Ячейка... В этом слове звучал намек на что-то сплоченное, боевое, отважное...
— Нет, — сказал Клим, покачав головой. — Это не то... У нас на собраниях умеют просиживать штаны и тянуть руку, если голосуют... А вообще, если бы мы знали, что вы интересуетесь, мы бы вас пригласили к себе, товарищ капитан!.. Жаль, тогда мы не были знакомы...
Капитан вдруг закашлялся, жилки на висках у него напряглись и посинели. Одной рукой он конвульсивно стиснул край стола, другой поднес ко рту плевательницу — коричневого стекла, с завинчивающейся крышкой. Клим хорошо помнил— такая была у матери...
— Может, воды? — спросил Клим, страдальчески кривя губы, как будто его самого душил кашель.

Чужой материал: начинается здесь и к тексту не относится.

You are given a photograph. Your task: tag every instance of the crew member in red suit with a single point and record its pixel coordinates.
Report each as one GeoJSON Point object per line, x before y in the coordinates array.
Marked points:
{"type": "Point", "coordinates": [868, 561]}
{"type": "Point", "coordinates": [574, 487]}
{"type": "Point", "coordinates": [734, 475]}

Капитан сердито отмахнулся и между двумя приступами кашля резко бросил:
— Сидите!
«Чего он разозлился?» — подумал Клим.
Капитан склонился над столом, обняв руками голову и тяжело отдуваясь. Руки у него были узкие, бледные, худые — и Клим снова вспомнил о матери. Не о той, которая выходила из себя по любому поводу и особенно когда он говорил об отце, а о той маленькой, хрупкой, как девочка, женщине, которая любила, закрыв глаза, ворошить пальцами его волосы, когда он сгибался над кроватью и в этой неловкой позе стоял долго, не шевелясь, прощая ей все, все...
— А вы не скажете, чем вы занимались на одной из таких сходок... 12 апреля?..— спросил капитан, отдышавшись и вытирая взмокший лоб.
Вопрос показался Климу нелепым.
— Откуда же я помню? Ведь мы ничего не записывали...
— Вот именно, — сказал капитан. — Вы не вели протоколов?
— Конечно, нет!
Самый вопрос о протоколах его рассмешил.
Капитан странно усмехнулся, обнажив два желтоватых ряда сомкнутых зубов, постучал по ним кончиком ручки, словно желая проверить их крепость.
— Значит, не вели?..
Клим смутился и, чувствуя, что краснеет, покраснел еще больше...
— Правильно, товарищ капитан. Однажды ради шутки мы писали. То есть не настоящий протокол, а так... Просто так. Но мы и сами потом забыли про него — он где-то затерялся...
— Продолжайте, — сказал капитан. — Вы вспомнили, о чем шла речь?..
Ну еще бы! Клим великолепно помнил тот вечер, когда родилась мысль о КИКе. Все-таки сама идея была неплохой... Но Игорь оказался прав: они слишком понадеялись на тех, кто так трусливо предал их во время побоища в пятой школе!
— Так вы утверждаете, что ваш клуб так и не был создан?
— Да, — честно сознался Клим. — С клубом у нас получилась чистейшая маниловщина.
— И на том дело кончилось?
— К сожалению, кончилось, товарищ капитан.
— А что если она, эта ваша организация под названием клуба имени Кампанеллы, все-таки продолжала существовать и действовать?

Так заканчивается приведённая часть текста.